Es wird dem Freund der Wiener Urania eine große innere Genugtuung bereiten, zu erfahren, daß dieses, wie man manchmal hört, bürgerliche Institut als erstes unter den Wiener Volksbildungshäusern die Notwendigkeit der Arbeitslosenbildung und -schulung erkannt hat. Bereits im Jahre 1925 machte sie den Arbeitslosen ihre Abendkurse zugänglich, im Jahre 1931 wurden zum erstenmal eigene Umschulungs- und Fortbildungskurse für sie eingerichtet. Diese Vor- und Nachmittagskurse wurden seither von Jahr zu Jahr weiter ausgebaut. Einen besonders großen Forschritt brachte das Arbeitsjahr 1934/35: Es zählte nicht weniger als 132 eigene Kurse mit einem wöchentlichen Durchschnittsbesuch vom 3500 Arbeitslosen und 99.847, also nahezu 100.000 Kursbesuchen. Der Oktober, der erste Monat des neuen Arbeitsjahres 1935/36, brachte uns 4341 Hörer wöchentlich ins Haus. Diese Zahlen sprechen wohl für sich selbst! Es scheint unnötig, auch noch ausführlich auf die zahlreichen Sonderveranstaltungen für Arbeitslose, die Ermäßigungen bei den Abendvorträgen und Filmvorführungen und auf den in diesem Jahre geschaffenen Lese- und Zeitschriftensaal hinzuweisen. Tausende Arbeitslose fanden in der Urania-Volkshochschule neuen Lebensmut und Schaffensfreude, tausende verdanken dem in den Kursen Gelernten wertvollste Hilfe, ja gar nicht selten eine neue wirtschaftliche Existenz. Wir sagen dies alles nicht, um uns unserer sozialen Leistungen zu rühmen. Wir sagen es, weil uns das Werk der Arbeitslosenschulung und -bildung sehr am Herzen liegt und wir die Oeffentlichkeit mehr noch als bisher zur Mitarbeit aufrufen möchten. Das Arbeitslosenwerk bürdet der Urania ja überaus schwere finanzielle Opfer auf. Daher soll jeder, der irgend eine Veranstaltung der Urania besucht, wissen, daß er durch seinen Besuch mit ein Scherflein beiträgt zur Erhaltung und Förderung der leider immer noch äußerst dringlichen Arbeitslosenschulung.

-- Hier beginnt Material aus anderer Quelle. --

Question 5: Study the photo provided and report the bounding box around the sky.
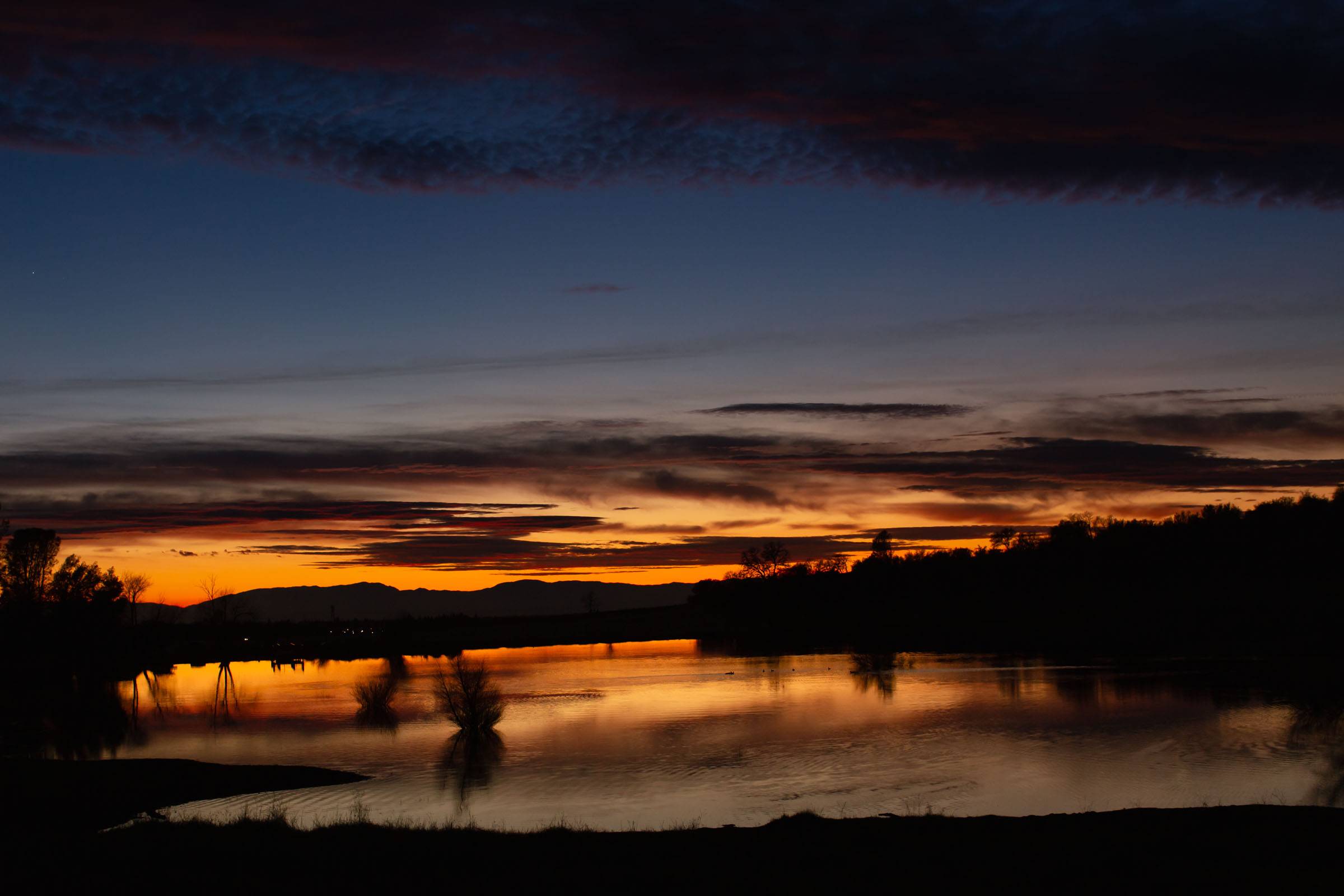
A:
[0,0,1344,603]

Selbstverständlich können die Volksbildungshäuser das Problem der Arbeitslosigkeit nicht etwa lösen. Dies kann ja nur geschehen durch Beschaffung von Arbeit. Aber ebenso sicher ist, daß, solange die Arbeitslosigkeit nicht völlig beseitigt ist, rein wirtschaftstechnische Maßnahmen allein nicht genügen. Die Möglichkeit, sich in der unfreiwilligen Freizeit geistig fortzubilden und zu schulen, diese Möglichkeit, die das einzige Aktivum des düsteren Arbeitslosenschicksals darstellt, muß auch weiterhin den arbeitslosen Mitmenschen voll und ganz gesichert werden! Die Wiener Urania wird sich hiefür nach wie vor mit allen ihren Kräften einsetzen. Sie hatte Gelegenheit genug, die Arbeitslosen als vollwertige Mitmenschen kennen und als strebsame, vielseitig interessierte Besucher schätzen zu lernen. Sie wird ihnen weiter helfen, weil Menschenpflicht ihr dies zu tun vorschreibt.

 

(Wortwahl, Grammatik, Rechtschreibung und Zeichensetzung entsprechen dem Original. Hervorhebungen im Original durch Sperrung werden durch kursive Schrift wiedergegeben. Ausdrücke in runden Klammern stehen auch im Original in runden Klammern.)